Doctors have mentors through internship and residency, young army officers have older officers and veteran NCOs to see them through, and you have your field training officer. You also have the advice of those who have gone before you. POLICE RECRUIT asked some of them to share their rookie experiences.
It Can Happen To You
Chuck Buis is now director of business development at BlackHawk Products. But in 1979, he was a rookie officer working in Athens, Ga.
Responding to an alarm at a jewelry store downtown, Buis arrived on the scene and saw that a man was standing on the sidewalk acting as a lookout. Inside the store, another man was smashing in the glass display cases and filling a pillowcase with the merchandise.

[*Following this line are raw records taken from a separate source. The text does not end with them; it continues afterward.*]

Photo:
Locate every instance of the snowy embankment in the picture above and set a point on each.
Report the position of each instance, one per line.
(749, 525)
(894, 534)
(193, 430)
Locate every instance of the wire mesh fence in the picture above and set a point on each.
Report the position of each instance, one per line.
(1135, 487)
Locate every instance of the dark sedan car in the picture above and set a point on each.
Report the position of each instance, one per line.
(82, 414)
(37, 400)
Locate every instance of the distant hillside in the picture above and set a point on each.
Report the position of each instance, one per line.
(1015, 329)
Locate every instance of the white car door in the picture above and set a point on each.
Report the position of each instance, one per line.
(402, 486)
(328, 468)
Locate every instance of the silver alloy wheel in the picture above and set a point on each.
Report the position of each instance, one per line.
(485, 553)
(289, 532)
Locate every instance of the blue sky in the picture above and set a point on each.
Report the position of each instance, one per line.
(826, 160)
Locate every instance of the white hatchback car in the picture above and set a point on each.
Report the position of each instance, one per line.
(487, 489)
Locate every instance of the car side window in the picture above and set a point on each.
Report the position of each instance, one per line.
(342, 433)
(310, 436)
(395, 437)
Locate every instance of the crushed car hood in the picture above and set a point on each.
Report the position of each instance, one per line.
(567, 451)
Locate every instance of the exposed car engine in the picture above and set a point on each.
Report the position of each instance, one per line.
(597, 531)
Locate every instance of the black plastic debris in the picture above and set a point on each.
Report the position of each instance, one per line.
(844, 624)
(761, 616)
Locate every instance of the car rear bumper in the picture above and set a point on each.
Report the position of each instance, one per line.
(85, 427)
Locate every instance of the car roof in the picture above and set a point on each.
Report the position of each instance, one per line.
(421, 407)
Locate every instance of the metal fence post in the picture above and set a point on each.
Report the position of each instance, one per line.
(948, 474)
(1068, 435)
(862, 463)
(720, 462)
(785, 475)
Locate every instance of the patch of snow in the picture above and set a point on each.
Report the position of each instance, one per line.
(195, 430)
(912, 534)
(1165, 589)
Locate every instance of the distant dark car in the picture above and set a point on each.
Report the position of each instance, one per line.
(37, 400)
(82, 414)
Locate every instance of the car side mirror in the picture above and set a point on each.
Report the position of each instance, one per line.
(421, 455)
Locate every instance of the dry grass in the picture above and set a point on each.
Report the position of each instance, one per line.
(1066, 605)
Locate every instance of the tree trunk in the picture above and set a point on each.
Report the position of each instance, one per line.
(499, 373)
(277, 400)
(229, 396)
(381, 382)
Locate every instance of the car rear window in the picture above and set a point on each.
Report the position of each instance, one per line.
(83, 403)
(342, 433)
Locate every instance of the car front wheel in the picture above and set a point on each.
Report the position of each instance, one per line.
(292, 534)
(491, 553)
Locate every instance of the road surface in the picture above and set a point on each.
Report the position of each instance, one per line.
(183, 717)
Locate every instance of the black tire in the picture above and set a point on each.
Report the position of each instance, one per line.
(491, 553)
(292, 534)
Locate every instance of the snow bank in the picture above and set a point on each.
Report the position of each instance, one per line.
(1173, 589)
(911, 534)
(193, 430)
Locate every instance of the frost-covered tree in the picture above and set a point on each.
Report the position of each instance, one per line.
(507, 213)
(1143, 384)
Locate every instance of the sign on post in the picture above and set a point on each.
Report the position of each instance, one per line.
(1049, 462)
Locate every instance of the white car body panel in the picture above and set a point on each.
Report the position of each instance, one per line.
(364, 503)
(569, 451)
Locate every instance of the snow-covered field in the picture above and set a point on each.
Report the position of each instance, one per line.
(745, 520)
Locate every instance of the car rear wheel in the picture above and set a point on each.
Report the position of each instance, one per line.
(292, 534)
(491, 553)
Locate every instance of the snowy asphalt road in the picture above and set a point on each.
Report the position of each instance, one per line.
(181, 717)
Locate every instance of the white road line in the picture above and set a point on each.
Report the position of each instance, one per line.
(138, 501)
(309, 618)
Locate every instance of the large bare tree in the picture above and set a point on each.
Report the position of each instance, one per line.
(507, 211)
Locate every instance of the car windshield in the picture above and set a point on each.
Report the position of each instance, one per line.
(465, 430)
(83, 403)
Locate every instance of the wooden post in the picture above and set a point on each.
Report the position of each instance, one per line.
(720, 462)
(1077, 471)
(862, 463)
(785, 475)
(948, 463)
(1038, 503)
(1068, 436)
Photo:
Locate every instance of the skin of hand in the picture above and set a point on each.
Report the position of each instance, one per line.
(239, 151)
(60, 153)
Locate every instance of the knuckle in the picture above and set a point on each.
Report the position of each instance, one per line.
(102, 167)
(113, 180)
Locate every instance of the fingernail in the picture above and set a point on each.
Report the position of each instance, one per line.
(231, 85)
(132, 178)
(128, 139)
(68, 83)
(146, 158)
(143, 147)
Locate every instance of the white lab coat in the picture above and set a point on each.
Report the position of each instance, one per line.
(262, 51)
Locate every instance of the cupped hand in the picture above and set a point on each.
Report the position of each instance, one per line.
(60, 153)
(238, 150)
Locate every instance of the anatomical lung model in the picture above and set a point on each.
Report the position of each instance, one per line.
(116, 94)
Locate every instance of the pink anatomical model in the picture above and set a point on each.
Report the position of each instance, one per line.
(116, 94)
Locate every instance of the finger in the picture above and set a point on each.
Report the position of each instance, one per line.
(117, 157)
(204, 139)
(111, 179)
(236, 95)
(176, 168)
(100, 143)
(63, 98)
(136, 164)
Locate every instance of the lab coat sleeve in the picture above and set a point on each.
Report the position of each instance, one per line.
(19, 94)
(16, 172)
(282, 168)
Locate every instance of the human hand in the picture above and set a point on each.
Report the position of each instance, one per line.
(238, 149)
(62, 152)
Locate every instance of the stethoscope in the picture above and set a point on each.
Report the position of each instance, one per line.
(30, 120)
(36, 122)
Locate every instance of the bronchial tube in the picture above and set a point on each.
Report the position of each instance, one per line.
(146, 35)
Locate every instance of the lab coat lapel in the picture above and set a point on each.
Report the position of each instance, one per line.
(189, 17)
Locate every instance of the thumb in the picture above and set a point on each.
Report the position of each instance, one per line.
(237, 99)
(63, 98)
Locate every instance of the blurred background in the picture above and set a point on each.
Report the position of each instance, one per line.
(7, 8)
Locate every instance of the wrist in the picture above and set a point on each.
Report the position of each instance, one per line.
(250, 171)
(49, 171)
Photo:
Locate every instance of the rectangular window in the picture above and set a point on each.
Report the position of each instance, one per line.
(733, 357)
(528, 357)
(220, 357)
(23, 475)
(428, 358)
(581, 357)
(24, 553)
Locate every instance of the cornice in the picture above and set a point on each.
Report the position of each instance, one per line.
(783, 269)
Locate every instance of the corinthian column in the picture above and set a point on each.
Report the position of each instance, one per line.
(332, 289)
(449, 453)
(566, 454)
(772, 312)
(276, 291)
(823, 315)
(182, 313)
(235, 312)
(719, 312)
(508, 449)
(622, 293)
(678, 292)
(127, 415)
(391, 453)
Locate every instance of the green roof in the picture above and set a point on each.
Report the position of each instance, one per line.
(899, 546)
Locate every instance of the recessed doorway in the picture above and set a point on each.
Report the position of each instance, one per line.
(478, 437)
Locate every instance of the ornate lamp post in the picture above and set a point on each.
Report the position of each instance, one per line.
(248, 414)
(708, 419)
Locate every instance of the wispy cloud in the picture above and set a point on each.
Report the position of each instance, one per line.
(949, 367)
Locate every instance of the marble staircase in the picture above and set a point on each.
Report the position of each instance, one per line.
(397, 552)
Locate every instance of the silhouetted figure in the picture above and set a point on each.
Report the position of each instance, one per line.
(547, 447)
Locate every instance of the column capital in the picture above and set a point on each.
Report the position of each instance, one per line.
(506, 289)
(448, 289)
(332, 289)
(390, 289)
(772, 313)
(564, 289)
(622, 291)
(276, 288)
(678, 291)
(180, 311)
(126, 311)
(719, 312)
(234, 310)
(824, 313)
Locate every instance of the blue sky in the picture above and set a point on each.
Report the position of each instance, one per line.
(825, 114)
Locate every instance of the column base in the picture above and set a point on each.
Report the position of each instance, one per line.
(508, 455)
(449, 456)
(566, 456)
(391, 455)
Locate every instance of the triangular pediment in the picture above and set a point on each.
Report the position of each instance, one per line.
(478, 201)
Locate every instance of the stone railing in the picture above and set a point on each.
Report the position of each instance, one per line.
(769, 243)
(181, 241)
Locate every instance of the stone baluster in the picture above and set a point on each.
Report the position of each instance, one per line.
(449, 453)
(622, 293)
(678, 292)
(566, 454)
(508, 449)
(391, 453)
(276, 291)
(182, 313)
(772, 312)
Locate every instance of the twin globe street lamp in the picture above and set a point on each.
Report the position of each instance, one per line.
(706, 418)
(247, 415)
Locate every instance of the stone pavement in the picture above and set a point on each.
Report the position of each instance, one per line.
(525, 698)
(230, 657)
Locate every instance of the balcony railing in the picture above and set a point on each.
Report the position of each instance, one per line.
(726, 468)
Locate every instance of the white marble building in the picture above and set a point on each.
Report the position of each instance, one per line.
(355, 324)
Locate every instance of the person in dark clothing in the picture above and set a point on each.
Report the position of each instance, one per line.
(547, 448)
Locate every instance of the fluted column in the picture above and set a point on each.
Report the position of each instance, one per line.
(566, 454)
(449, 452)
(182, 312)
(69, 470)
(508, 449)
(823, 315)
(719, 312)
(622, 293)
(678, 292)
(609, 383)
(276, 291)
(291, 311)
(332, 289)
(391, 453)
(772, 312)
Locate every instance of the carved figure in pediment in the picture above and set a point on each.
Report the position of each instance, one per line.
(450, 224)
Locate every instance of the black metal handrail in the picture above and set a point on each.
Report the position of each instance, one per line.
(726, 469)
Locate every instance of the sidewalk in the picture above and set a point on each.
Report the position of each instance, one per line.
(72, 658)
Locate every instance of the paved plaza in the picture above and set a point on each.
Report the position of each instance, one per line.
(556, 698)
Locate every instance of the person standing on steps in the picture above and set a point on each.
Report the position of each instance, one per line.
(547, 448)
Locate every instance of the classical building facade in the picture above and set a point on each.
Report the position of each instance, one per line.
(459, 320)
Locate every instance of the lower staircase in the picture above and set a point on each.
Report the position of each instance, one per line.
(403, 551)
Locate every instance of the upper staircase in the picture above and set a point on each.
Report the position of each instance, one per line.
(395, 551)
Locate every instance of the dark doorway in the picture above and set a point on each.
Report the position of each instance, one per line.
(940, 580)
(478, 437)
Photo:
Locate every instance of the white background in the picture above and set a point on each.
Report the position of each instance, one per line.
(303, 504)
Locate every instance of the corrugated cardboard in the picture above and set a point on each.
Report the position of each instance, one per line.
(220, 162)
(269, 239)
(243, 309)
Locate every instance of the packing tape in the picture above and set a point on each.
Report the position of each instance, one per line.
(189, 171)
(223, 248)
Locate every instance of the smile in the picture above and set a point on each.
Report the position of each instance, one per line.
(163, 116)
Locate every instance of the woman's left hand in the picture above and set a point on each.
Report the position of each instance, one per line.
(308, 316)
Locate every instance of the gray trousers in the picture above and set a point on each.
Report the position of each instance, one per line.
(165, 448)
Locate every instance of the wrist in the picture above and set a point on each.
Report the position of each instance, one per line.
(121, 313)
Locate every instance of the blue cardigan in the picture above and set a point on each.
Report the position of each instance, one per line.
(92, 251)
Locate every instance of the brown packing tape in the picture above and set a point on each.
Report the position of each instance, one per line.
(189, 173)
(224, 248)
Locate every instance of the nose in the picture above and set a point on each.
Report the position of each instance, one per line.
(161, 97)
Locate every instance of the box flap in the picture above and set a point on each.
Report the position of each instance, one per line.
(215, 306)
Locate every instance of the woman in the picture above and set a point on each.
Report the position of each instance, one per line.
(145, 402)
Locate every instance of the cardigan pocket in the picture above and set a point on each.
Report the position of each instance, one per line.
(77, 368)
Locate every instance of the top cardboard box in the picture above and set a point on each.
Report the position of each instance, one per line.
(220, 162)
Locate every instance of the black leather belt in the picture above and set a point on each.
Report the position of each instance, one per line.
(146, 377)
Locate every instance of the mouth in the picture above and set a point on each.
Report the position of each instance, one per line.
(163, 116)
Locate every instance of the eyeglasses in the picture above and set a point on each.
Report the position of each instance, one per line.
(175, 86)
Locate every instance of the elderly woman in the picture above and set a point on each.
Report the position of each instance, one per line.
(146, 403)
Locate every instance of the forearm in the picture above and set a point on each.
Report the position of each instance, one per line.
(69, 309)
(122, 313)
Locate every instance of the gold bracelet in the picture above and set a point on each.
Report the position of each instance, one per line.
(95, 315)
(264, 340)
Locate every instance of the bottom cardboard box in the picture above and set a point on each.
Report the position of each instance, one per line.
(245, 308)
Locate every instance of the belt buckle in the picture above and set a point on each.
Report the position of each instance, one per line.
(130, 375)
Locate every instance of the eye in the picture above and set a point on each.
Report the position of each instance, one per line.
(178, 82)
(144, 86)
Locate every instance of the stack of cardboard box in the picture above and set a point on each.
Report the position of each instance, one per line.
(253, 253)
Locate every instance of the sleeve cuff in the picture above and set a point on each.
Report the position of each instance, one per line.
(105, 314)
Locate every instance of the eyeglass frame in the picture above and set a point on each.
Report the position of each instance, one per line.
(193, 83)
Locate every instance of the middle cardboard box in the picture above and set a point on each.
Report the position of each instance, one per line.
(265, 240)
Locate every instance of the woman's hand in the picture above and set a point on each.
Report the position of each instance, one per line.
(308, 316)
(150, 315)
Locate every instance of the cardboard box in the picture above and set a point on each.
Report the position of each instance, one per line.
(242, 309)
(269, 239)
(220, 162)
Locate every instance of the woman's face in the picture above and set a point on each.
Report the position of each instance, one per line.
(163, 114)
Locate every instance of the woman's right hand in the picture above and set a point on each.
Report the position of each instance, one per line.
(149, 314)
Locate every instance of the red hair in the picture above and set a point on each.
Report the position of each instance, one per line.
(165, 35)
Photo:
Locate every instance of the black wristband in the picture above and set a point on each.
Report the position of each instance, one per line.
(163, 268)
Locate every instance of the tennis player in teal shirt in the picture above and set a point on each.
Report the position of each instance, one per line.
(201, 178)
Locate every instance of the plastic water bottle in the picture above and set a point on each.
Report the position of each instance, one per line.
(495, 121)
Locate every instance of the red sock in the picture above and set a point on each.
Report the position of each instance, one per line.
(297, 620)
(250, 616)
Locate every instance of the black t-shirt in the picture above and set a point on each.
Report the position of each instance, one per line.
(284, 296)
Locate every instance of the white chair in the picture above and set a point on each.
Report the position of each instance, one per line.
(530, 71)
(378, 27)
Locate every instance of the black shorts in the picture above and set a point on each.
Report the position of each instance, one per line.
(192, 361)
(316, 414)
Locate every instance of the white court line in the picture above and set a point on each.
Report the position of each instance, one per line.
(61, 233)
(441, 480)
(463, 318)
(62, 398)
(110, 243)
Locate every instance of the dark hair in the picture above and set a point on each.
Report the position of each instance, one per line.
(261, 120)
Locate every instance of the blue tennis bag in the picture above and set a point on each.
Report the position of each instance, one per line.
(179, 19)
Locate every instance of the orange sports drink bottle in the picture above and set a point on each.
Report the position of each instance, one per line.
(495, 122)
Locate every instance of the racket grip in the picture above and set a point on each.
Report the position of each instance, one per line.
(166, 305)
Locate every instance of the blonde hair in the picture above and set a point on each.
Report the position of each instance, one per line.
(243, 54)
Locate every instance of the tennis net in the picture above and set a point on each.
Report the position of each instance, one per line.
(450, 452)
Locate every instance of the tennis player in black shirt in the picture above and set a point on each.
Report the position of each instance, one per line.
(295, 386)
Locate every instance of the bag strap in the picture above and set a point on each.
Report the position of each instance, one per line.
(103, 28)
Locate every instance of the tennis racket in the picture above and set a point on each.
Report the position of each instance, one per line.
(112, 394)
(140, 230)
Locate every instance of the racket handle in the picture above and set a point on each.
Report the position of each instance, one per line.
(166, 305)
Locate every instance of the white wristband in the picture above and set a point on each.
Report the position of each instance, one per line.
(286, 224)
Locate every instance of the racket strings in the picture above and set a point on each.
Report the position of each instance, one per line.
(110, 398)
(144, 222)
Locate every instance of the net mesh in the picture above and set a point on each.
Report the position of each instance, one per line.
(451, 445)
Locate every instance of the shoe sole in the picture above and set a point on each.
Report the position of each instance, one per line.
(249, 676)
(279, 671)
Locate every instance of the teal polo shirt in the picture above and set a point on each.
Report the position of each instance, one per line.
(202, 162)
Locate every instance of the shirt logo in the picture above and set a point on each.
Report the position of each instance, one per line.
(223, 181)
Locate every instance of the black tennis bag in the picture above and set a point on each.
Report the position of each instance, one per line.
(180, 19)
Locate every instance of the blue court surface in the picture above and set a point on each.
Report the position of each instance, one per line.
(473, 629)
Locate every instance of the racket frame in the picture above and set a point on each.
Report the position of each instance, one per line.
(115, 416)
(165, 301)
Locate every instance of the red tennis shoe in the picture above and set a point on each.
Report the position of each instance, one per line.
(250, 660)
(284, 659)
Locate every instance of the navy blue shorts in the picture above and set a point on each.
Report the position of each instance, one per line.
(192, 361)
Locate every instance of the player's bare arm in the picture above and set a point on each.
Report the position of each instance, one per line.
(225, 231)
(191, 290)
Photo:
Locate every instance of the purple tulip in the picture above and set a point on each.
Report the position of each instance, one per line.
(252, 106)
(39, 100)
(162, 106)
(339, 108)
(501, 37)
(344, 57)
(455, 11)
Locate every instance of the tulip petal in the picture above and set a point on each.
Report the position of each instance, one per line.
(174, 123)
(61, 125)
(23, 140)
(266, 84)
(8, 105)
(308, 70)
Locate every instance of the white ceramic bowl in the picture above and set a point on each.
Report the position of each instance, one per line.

The lookout took off running. Buis turned his attention to the man inside the store. As he entered the front door, the man ducked into the back office. Buis then announced that he was a police officer and ordered the man to come out with his hands up.
"He jumped out and I heard a pop, pop, pop. I thought to myself, 'This idiot is trying to scare me off with a blank gun,'" Buis remembers.
But Buis soon discovered that it wasn't a blank gun. "My cheek started hurting. And I reached up and pulled out a wooden splinter. I looked at the wall in the entrance way of the store as I took concealment, and I noticed two holes very near my head," he explains. "The guy had a .32 short revolver. I was used to the loud boom of a .38 or .357, but that sub-caliber gun just made a pop."
Buis returned fire and called for backup. A five-minute gunfight ensued, and the gunman was killed.
"Getting into my first gunfight so early in my career taught me very quickly that it can happen to me," Buis says, advising young officers to always be aware of the danger of the job.
Retired Austin PD officer and close-quarter battle instructor Louis Marquez agrees with Buis' advice, and he adds that sometimes the most seemingly benign people can be extremely dangerous.
Marquez was still under the wing of an FTO when he started to roust a bum who was asleep in a public place. His FTO intervened.
"My FTO grabbed me and made sure that I patted him down prior to doing that," Marquez recalls. "It was a good thing I did because he had a blade on him, and there's no telling what he would have done if I had just rousted him." Marquez offers this advice to rookie officers. "Don't assume that just because someone seems harmless that they are. Always play the odds in your favor."